Rachmaninov: Francesca da Rimini op. 25. Sveta Vassileva (s., Francesca), Gennadi Bezzubenkov (bs., geest van Virgilius), Misha Didyk (t., Paolo), Evgeny Akimov (t., Dante), Sergey Murzaev (b., Lancotto Malatesta) met de BBC Singers en het BBC Filharmonisch orkest o.l.v. Gianandrea Noseda. Chandos CHAN 1044-2 (64’46”). 2007
In de muziek werd Francesca da Rimini van Dante vooral bekend door Tchaikovsky’s symfonische gedicht op. 32, bijvoorbeeld heel mooi te horen van Gustavo Dudamel (DG 477.802-2) uit 1876. Dat Rachmaninovs 28 jaar later op slechts een twaalftal regels uit dezelfde vijfde zang van Dante’s Inferno gebaseerde eenakter in twee taferelen met proloog en epiloog uit 1904 nooit populaire werd, komt op rekening van het zwakke libretto van Tchaikovsky’s broer Modest. Ter verontschuldiging kan gelden dat daaruit ook niet eenvoudig chocola te maken valt van de geschiedenis van Francesca en Paolo. De librettist moest een onevenredig grote rol voor de versmade echtgenoot Lanceotto bedenken om Chaliapin (die de rol tenslotte nooit zong) te gerieven.
Het werk ging in 1906 in Moskou in premiere en het beste daarvan is de kleurige, beeldende orkestpartij. Maar het ontbreekt te veel aan dramatische interactie tussen de zangers. Op het toneel zullen we het werk niet gauw tegenkomen, maar he is fijn dat het een keer in de studio werd opgenomen.

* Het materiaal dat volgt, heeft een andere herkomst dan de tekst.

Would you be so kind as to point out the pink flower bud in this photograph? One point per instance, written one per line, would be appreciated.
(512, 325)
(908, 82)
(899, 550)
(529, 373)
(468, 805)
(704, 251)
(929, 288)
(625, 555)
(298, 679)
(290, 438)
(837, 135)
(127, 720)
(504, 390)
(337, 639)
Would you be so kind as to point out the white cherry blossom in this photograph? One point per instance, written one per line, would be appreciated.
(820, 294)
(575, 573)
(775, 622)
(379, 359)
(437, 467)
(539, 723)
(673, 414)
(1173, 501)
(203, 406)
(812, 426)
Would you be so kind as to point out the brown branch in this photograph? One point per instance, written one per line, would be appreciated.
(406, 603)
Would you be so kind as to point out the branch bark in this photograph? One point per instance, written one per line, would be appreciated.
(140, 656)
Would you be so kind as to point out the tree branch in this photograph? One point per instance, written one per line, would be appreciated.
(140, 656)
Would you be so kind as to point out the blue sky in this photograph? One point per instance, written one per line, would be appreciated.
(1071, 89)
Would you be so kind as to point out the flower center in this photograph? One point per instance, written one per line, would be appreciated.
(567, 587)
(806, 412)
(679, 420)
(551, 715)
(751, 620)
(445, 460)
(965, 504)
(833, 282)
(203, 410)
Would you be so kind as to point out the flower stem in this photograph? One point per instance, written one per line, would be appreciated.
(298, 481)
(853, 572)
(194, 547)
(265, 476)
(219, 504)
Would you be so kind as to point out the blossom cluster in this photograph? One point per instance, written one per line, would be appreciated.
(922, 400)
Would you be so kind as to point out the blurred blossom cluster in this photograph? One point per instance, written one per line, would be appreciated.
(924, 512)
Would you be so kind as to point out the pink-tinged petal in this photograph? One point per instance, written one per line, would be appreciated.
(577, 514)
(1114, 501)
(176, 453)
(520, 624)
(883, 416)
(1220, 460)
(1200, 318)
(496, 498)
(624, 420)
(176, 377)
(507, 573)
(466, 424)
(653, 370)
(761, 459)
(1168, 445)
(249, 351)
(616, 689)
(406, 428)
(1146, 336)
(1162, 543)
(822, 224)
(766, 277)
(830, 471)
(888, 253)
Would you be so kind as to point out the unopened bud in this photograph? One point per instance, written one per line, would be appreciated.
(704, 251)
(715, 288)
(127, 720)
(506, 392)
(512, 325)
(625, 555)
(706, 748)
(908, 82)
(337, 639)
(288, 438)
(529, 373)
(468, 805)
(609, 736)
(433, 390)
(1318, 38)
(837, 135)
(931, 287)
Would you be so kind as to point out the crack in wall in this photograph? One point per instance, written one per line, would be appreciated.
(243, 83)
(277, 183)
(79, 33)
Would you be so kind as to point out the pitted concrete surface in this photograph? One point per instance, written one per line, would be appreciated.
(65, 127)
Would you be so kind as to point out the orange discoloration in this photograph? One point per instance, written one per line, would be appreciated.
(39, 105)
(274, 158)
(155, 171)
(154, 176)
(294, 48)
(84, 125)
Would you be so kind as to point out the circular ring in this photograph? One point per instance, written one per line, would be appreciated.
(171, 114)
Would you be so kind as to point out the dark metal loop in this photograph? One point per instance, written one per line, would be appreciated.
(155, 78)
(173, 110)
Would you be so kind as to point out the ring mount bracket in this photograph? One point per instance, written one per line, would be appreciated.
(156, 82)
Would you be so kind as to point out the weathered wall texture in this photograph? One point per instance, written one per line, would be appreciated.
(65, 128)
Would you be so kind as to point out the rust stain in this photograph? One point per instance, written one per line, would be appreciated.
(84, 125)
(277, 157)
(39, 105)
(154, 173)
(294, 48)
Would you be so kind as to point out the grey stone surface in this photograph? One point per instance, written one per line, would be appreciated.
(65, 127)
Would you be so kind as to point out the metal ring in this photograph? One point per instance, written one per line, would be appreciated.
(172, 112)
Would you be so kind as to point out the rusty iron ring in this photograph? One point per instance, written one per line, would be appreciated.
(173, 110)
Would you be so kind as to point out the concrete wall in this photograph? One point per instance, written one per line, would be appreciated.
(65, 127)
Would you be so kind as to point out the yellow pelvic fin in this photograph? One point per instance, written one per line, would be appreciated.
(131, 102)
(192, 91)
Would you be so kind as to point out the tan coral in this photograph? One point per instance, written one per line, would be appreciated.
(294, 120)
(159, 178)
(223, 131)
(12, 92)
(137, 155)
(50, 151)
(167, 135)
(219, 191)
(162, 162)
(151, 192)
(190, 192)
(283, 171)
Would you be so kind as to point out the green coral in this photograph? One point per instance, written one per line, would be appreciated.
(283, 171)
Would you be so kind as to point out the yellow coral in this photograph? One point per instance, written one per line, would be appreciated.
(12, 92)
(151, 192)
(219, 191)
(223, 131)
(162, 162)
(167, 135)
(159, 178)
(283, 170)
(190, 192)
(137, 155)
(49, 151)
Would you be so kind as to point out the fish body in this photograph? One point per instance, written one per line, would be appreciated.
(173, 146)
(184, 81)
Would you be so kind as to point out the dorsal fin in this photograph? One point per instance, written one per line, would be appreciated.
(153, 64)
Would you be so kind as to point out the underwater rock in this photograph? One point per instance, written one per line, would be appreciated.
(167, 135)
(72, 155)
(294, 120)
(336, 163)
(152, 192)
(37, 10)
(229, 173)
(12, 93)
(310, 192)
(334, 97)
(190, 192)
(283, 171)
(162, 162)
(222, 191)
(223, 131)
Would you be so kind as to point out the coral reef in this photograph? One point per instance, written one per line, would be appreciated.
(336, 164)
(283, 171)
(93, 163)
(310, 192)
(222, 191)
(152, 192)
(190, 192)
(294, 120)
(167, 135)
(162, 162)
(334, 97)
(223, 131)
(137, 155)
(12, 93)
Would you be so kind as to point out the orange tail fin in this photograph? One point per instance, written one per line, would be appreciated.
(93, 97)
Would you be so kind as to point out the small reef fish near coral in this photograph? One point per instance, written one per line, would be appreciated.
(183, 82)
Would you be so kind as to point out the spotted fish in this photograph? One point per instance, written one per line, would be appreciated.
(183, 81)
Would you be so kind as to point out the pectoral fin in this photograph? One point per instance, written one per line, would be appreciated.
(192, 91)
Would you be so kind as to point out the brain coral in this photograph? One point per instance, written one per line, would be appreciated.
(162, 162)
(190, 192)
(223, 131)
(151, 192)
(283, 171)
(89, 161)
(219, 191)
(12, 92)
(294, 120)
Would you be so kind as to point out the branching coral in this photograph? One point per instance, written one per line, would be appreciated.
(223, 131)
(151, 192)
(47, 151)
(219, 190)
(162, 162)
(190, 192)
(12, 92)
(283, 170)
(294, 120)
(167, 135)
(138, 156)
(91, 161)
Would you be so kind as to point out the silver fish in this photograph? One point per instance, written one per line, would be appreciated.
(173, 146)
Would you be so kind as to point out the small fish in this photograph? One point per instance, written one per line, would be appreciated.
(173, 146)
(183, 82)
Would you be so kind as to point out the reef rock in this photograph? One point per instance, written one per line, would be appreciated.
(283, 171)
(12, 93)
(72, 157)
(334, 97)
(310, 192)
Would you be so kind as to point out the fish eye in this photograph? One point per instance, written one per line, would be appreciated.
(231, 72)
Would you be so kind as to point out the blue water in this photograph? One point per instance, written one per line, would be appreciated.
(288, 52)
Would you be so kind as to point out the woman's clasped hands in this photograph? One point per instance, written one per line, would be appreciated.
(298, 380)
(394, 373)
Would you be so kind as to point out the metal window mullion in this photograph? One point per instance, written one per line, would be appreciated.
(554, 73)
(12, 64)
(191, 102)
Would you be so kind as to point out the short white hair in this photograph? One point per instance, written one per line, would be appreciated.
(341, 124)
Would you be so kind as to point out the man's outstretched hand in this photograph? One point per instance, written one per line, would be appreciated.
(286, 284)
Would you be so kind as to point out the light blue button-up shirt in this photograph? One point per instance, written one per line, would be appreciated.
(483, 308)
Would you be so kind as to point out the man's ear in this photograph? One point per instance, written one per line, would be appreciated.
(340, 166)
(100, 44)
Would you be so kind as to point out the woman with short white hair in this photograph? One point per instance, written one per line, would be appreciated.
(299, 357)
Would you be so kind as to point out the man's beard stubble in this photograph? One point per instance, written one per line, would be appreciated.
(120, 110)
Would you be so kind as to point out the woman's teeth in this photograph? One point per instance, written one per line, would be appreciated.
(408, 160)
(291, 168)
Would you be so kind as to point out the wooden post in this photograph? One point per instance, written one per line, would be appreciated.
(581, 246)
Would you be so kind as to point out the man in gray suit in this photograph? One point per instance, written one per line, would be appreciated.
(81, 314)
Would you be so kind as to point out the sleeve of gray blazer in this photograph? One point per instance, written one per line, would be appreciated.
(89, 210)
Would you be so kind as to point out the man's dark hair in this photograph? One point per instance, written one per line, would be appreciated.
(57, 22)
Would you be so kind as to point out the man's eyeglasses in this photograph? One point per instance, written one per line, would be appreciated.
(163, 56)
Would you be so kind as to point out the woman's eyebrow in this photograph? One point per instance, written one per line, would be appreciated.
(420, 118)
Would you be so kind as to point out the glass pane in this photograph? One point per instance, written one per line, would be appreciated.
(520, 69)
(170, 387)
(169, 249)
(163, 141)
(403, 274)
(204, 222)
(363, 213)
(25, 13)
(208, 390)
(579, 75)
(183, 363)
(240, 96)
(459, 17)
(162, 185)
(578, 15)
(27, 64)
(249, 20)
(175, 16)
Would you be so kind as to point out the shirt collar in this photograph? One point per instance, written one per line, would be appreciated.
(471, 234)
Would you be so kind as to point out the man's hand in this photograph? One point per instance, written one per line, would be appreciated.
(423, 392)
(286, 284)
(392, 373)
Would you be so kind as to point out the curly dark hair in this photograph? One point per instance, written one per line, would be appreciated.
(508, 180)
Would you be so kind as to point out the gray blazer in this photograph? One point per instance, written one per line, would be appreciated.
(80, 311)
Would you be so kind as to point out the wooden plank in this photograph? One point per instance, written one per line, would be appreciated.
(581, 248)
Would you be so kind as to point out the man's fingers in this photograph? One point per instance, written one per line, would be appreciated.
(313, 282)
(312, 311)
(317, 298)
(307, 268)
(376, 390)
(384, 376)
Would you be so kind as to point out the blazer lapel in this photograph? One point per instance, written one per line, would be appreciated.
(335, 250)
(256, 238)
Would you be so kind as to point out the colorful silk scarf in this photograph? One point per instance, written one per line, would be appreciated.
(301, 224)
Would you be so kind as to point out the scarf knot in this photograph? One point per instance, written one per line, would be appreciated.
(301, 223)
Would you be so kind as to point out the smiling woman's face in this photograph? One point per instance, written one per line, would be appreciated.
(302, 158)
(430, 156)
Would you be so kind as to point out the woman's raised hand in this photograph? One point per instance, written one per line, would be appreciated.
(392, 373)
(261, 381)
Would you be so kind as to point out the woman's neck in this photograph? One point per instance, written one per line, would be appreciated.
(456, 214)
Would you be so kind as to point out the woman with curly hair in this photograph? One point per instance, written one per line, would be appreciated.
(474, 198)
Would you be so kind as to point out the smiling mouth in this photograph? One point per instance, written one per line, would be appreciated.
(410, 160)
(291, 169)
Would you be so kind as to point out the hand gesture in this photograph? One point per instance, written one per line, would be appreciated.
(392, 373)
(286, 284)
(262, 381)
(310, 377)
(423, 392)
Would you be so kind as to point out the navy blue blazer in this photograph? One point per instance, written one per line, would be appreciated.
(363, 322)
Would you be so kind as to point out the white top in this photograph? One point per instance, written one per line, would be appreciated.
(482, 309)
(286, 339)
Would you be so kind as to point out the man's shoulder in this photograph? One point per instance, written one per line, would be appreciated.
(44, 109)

Dan blijkt ineens toch dat Sergey Murzaev een van ironische gloed doortrokken, welsprekend portret kan maken van de treurend-jaloerse Lanceotto, Svetla Vassileva een ontroerende invulling geeft aan de treurende Francesca die zich niet ontvankelijk verklaart voor zijn protesten en sereen zingt in ijdele hoop van haar klacht, verwachtend om tenminste in de hemel met Paolo te worden verenigd. De Paolo van Misha Didyk klinkt dringend, maar niet steeds duidelijk verstaanbaar en Gennady Bezzubenkov toont zich een vastberaden Virgilius die Evgeny Akimov als Dante door een ongelukkig tafereel leidt.
Voor een hoogtepunt zorgt het orkest gedurende bijna vijftig maten lange zoenscène. Fijn dat er eindelijk een behoorlijke opname van dit vergeten werk is.